Deutsche Urlauber schwärmen von Ruhe und Normalität auf Mallorca Von Ralf Petzold und Jan-Uwe Ronneburger, dpa

Zehntausende Deutsche zieht es über Ostern nach Mallorca. Die Insel
im Mittelmeer lockt mit Sonne, blauem Himmel - und vor allem
niedrigen Corona-Zahlen. Nur abends könnten Zweifel aufkommen.

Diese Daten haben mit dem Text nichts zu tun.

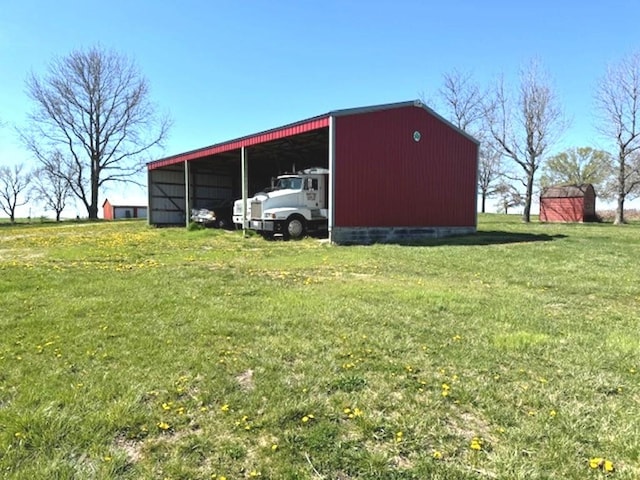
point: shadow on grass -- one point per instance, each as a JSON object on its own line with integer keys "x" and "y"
{"x": 491, "y": 237}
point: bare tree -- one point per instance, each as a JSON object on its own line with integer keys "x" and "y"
{"x": 526, "y": 126}
{"x": 14, "y": 183}
{"x": 51, "y": 184}
{"x": 94, "y": 104}
{"x": 618, "y": 104}
{"x": 463, "y": 103}
{"x": 463, "y": 100}
{"x": 578, "y": 166}
{"x": 489, "y": 172}
{"x": 508, "y": 197}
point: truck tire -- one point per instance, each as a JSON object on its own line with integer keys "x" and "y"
{"x": 296, "y": 227}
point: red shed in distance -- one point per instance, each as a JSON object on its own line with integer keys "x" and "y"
{"x": 568, "y": 203}
{"x": 113, "y": 212}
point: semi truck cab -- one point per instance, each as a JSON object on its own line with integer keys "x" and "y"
{"x": 297, "y": 204}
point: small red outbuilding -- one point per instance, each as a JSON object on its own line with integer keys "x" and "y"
{"x": 568, "y": 203}
{"x": 113, "y": 212}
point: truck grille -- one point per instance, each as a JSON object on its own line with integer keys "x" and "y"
{"x": 256, "y": 209}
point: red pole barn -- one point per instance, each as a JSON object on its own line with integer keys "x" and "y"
{"x": 568, "y": 203}
{"x": 397, "y": 173}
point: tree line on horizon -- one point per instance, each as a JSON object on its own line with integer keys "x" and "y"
{"x": 93, "y": 123}
{"x": 518, "y": 125}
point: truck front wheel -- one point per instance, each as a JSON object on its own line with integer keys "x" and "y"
{"x": 295, "y": 227}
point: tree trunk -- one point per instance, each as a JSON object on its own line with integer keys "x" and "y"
{"x": 93, "y": 207}
{"x": 526, "y": 213}
{"x": 619, "y": 220}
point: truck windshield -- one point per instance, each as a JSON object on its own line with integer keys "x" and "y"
{"x": 289, "y": 183}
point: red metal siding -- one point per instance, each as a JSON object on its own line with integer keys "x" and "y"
{"x": 384, "y": 178}
{"x": 570, "y": 209}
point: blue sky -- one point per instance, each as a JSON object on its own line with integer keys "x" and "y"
{"x": 223, "y": 69}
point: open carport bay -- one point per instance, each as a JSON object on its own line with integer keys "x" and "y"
{"x": 214, "y": 178}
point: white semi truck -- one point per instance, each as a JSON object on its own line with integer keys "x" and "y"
{"x": 296, "y": 204}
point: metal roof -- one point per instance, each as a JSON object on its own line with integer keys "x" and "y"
{"x": 302, "y": 126}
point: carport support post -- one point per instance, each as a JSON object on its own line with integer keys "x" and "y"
{"x": 244, "y": 158}
{"x": 187, "y": 195}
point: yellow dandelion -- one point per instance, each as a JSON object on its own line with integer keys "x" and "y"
{"x": 476, "y": 444}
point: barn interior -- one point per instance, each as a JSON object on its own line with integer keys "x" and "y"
{"x": 216, "y": 179}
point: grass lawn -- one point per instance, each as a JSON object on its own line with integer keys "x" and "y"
{"x": 129, "y": 352}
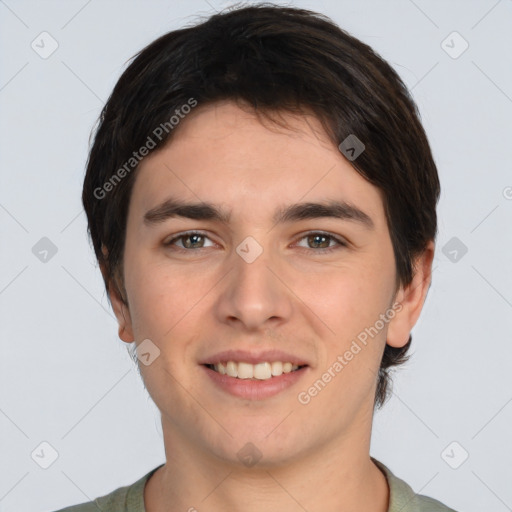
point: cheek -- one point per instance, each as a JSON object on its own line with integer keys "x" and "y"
{"x": 161, "y": 299}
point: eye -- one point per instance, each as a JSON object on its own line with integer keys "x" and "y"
{"x": 322, "y": 241}
{"x": 189, "y": 240}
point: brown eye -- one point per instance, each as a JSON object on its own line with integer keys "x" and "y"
{"x": 322, "y": 242}
{"x": 319, "y": 241}
{"x": 192, "y": 240}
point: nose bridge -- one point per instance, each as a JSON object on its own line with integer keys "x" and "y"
{"x": 252, "y": 293}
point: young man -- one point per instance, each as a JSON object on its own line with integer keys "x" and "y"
{"x": 262, "y": 201}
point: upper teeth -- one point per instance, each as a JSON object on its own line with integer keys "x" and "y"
{"x": 261, "y": 371}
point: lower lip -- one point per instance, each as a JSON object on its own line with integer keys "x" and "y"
{"x": 253, "y": 389}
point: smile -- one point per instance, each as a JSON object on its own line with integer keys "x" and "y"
{"x": 259, "y": 371}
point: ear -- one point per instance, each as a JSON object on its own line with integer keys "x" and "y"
{"x": 119, "y": 305}
{"x": 411, "y": 298}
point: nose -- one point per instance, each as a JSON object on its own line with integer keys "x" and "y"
{"x": 254, "y": 294}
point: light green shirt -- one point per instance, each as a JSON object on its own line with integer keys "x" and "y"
{"x": 130, "y": 498}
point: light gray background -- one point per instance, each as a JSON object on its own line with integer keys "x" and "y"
{"x": 67, "y": 380}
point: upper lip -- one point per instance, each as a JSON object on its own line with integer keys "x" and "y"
{"x": 254, "y": 357}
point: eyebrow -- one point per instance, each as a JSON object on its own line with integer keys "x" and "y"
{"x": 295, "y": 212}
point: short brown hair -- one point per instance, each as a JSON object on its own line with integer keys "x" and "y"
{"x": 274, "y": 59}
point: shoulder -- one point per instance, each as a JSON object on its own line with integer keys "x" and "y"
{"x": 129, "y": 498}
{"x": 403, "y": 498}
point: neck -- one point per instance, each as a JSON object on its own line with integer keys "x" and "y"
{"x": 336, "y": 477}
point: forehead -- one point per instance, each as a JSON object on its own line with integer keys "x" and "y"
{"x": 226, "y": 155}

Palma (dpa) - Ein Hubschrauber fliegt langsam den Strand an der Playa
de Palma entlang. Vielleicht kontrolliert er, dass auch an diesem
angenehmen Frühlingsabend kurz vor Ostern die Menschen am Meer die
Abstandsregeln einhalten. «Schon in den vergangenen Tagen hat sich
die Polizei vermehrt an der Uferpromenade blicken lassen», erzählt
Kevin Kirchheim. Der 27-Jährige aus Velbert in Nordrhein-Westfalen
blickt entspannt in die Abendsonne. «Es ist traumhaft», schwärmt er.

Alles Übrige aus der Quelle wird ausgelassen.